Ademais, como boa parte dos rios brasileiros, pelos descasos da maioria
absoluta dos governantes das três esferas (municipal, estadual e federal),
que nunca se preocuparam realmente com a questão ambiental, o Rio São
Francisco está com sua saúde extremamente comprometida.
Como denuncia Luiz Flávio Cappio, o bispo de Barra desprezado por Lula, em
recente artigo publicado no jornal O Estado de S. Paulo, dos 5.400km de
margens do Rio São Francisco, apenas 5% das matas ciliares estão
preservadas. Cappio afirma, ainda, que numa caminhada por ele realizada
“da nascente à foz do rio, de outubro de 1992 a outubro de 1993, foram
detectados todos os tipos de agressão, como a destruição das fontes, a
morte das lagoas e dos brejos e o desmatamento das matas ciliares que
protegem os barrancos. O assoreamento é cada vez maior, com queda dos
barrancos e poluição das águas pelos dejetos sanitários das cidades, pelos
dejetos químicos das indústrias e pelos agrotóxicos de grandes projetos de
irrigação”.
Mas nada disso interessa, pois como dizem os coronéis nordestinos, os
latifundiários, ou melhor, os “agrobusines”, ou seja, essa gente que vem
lucrando com a expansão de cultura da cana, não se pode obstar o
progresso.

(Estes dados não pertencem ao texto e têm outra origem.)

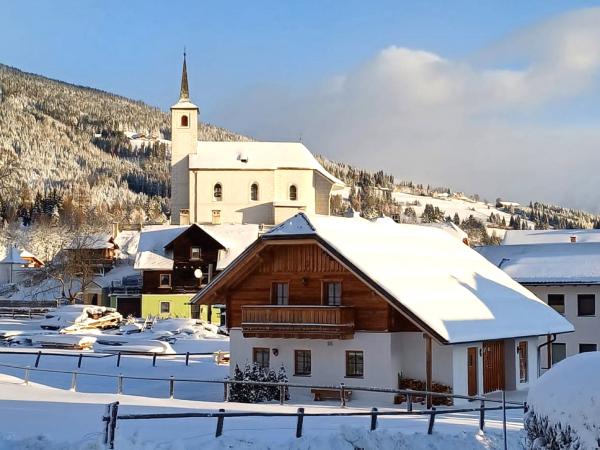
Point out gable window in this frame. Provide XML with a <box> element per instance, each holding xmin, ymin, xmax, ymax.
<box><xmin>190</xmin><ymin>247</ymin><xmax>202</xmax><ymax>260</ymax></box>
<box><xmin>294</xmin><ymin>350</ymin><xmax>311</xmax><ymax>377</ymax></box>
<box><xmin>517</xmin><ymin>341</ymin><xmax>529</xmax><ymax>383</ymax></box>
<box><xmin>548</xmin><ymin>294</ymin><xmax>565</xmax><ymax>315</ymax></box>
<box><xmin>290</xmin><ymin>184</ymin><xmax>298</xmax><ymax>200</ymax></box>
<box><xmin>323</xmin><ymin>281</ymin><xmax>342</xmax><ymax>306</ymax></box>
<box><xmin>271</xmin><ymin>283</ymin><xmax>290</xmax><ymax>305</ymax></box>
<box><xmin>346</xmin><ymin>350</ymin><xmax>365</xmax><ymax>378</ymax></box>
<box><xmin>213</xmin><ymin>183</ymin><xmax>223</xmax><ymax>202</ymax></box>
<box><xmin>252</xmin><ymin>347</ymin><xmax>269</xmax><ymax>370</ymax></box>
<box><xmin>158</xmin><ymin>273</ymin><xmax>171</xmax><ymax>287</ymax></box>
<box><xmin>250</xmin><ymin>183</ymin><xmax>258</xmax><ymax>202</ymax></box>
<box><xmin>552</xmin><ymin>342</ymin><xmax>567</xmax><ymax>365</ymax></box>
<box><xmin>579</xmin><ymin>344</ymin><xmax>598</xmax><ymax>353</ymax></box>
<box><xmin>577</xmin><ymin>294</ymin><xmax>596</xmax><ymax>317</ymax></box>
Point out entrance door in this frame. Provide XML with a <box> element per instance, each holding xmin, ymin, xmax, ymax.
<box><xmin>483</xmin><ymin>341</ymin><xmax>504</xmax><ymax>394</ymax></box>
<box><xmin>467</xmin><ymin>347</ymin><xmax>477</xmax><ymax>395</ymax></box>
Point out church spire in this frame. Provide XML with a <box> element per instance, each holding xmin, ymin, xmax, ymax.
<box><xmin>179</xmin><ymin>49</ymin><xmax>190</xmax><ymax>100</ymax></box>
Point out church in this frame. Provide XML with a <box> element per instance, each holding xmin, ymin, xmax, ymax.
<box><xmin>171</xmin><ymin>54</ymin><xmax>344</xmax><ymax>225</ymax></box>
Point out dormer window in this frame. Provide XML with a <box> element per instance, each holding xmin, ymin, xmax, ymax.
<box><xmin>213</xmin><ymin>183</ymin><xmax>223</xmax><ymax>202</ymax></box>
<box><xmin>250</xmin><ymin>183</ymin><xmax>258</xmax><ymax>202</ymax></box>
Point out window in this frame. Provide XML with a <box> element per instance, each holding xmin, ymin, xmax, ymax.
<box><xmin>577</xmin><ymin>294</ymin><xmax>596</xmax><ymax>316</ymax></box>
<box><xmin>252</xmin><ymin>347</ymin><xmax>269</xmax><ymax>370</ymax></box>
<box><xmin>250</xmin><ymin>183</ymin><xmax>258</xmax><ymax>202</ymax></box>
<box><xmin>552</xmin><ymin>342</ymin><xmax>567</xmax><ymax>365</ymax></box>
<box><xmin>271</xmin><ymin>283</ymin><xmax>290</xmax><ymax>305</ymax></box>
<box><xmin>213</xmin><ymin>183</ymin><xmax>223</xmax><ymax>202</ymax></box>
<box><xmin>323</xmin><ymin>281</ymin><xmax>342</xmax><ymax>306</ymax></box>
<box><xmin>158</xmin><ymin>273</ymin><xmax>171</xmax><ymax>287</ymax></box>
<box><xmin>294</xmin><ymin>350</ymin><xmax>311</xmax><ymax>377</ymax></box>
<box><xmin>517</xmin><ymin>341</ymin><xmax>529</xmax><ymax>383</ymax></box>
<box><xmin>579</xmin><ymin>344</ymin><xmax>598</xmax><ymax>353</ymax></box>
<box><xmin>548</xmin><ymin>294</ymin><xmax>565</xmax><ymax>314</ymax></box>
<box><xmin>346</xmin><ymin>350</ymin><xmax>365</xmax><ymax>378</ymax></box>
<box><xmin>190</xmin><ymin>247</ymin><xmax>202</xmax><ymax>259</ymax></box>
<box><xmin>290</xmin><ymin>184</ymin><xmax>298</xmax><ymax>200</ymax></box>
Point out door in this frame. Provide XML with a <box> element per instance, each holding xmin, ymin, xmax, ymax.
<box><xmin>467</xmin><ymin>347</ymin><xmax>477</xmax><ymax>395</ymax></box>
<box><xmin>483</xmin><ymin>341</ymin><xmax>505</xmax><ymax>394</ymax></box>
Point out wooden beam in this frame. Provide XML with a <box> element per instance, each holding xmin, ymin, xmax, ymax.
<box><xmin>425</xmin><ymin>334</ymin><xmax>433</xmax><ymax>409</ymax></box>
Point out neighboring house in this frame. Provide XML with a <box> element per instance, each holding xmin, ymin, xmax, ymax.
<box><xmin>192</xmin><ymin>213</ymin><xmax>573</xmax><ymax>397</ymax></box>
<box><xmin>134</xmin><ymin>224</ymin><xmax>258</xmax><ymax>318</ymax></box>
<box><xmin>171</xmin><ymin>57</ymin><xmax>344</xmax><ymax>225</ymax></box>
<box><xmin>477</xmin><ymin>230</ymin><xmax>600</xmax><ymax>368</ymax></box>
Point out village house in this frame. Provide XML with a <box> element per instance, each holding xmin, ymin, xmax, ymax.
<box><xmin>171</xmin><ymin>55</ymin><xmax>344</xmax><ymax>225</ymax></box>
<box><xmin>134</xmin><ymin>224</ymin><xmax>259</xmax><ymax>318</ymax></box>
<box><xmin>477</xmin><ymin>230</ymin><xmax>600</xmax><ymax>368</ymax></box>
<box><xmin>191</xmin><ymin>213</ymin><xmax>573</xmax><ymax>397</ymax></box>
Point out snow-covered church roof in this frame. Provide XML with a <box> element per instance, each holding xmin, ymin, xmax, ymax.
<box><xmin>189</xmin><ymin>141</ymin><xmax>344</xmax><ymax>186</ymax></box>
<box><xmin>263</xmin><ymin>213</ymin><xmax>573</xmax><ymax>343</ymax></box>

No caso em discussão, isso significa mais e mais áreas para o
cultivo da principal matéria-prima, no Brasil, do combustível
equivocadamente chamado de “ecologicamente correto”.
Para entender bem a situação que estamos enfrentando, é preciso destacar
que, para o agronegócio, essa gente que em sua maioria não se importa com
nada para garantir seus lucros (refiro-me aos velhos, mas não abandonados,
métodos dos latifundiários), está colocada uma oportunidade, diga-se de
passagem, de ouro, que dificilmente será perdida, pois as principais
potências econômicas, as maiores responsáveis pela degradação do meio
ambiente – em especial Estados Unidos, União Européria e Japão – têm como
meta substituir, nos próximos treze anos, no mínimo, 20% de seu consumo de
combustíveis derivados de petróleo pelo chamado biocombustível.
Vejam que, de acordo com projeções de entidades patronais do setor, o
número de usinas de etanol deve crescer 30% no país em apenas cinco anos –
pulando das atuais 248 para 325 unidades de produção na safra de
2012/2013. Dados fornecidos pelo Banco Nacional de Desenvolvimento
Econômico e Social (BNDES) apontam pedidos de financiamento no valor de
R$7,2 bilhões. O total de investimentos para a construção de novas usinas
está estimado em R$ 12,2 bilhões. Caso tais previsões se confirmem, a área
ocupada pela cana crescerá mais de 50%, chegando a quase 10 milhões de
hectares em meados da próxima década.
Como apontado em artigo publicado por Marcos Rogério de Souza, mestre em
Direito pela Unesp e advogado em Brasília (DF) “o problema é que a cana, a
soja e o eucalipto são produzidos em regime de extensas monoculturas com
sérios impactos negativos. Desde as plantations até as grandes
propriedades do agronegócio, os efeitos são os mesmos e têm se
intensificado nos últimos anos: desmatamento ilegal para dar lugar ao
plantio de cana, soja e eucalipto; aumento da violência no campo
decorrente da expulsão de camponeses e posseiros; ampliação da
concentração fundiária; multiplicação do uso de agrotóxicos e demais
agroquímicos, prejudicando a saúde humana e o ecossistema; pobreza rural e
urbana, decorrente do êxodo e da baixa incorporação de trabalho; aumento
das importações de produtos historicamente produzidos pelo Brasil, como
arroz, trigo, cebola, batata, feijão. Importante considerar que o
desmatamento é uma das principais causas do efeito estufa, conforme
demonstrou relatório da ONU divulgado recentemente”.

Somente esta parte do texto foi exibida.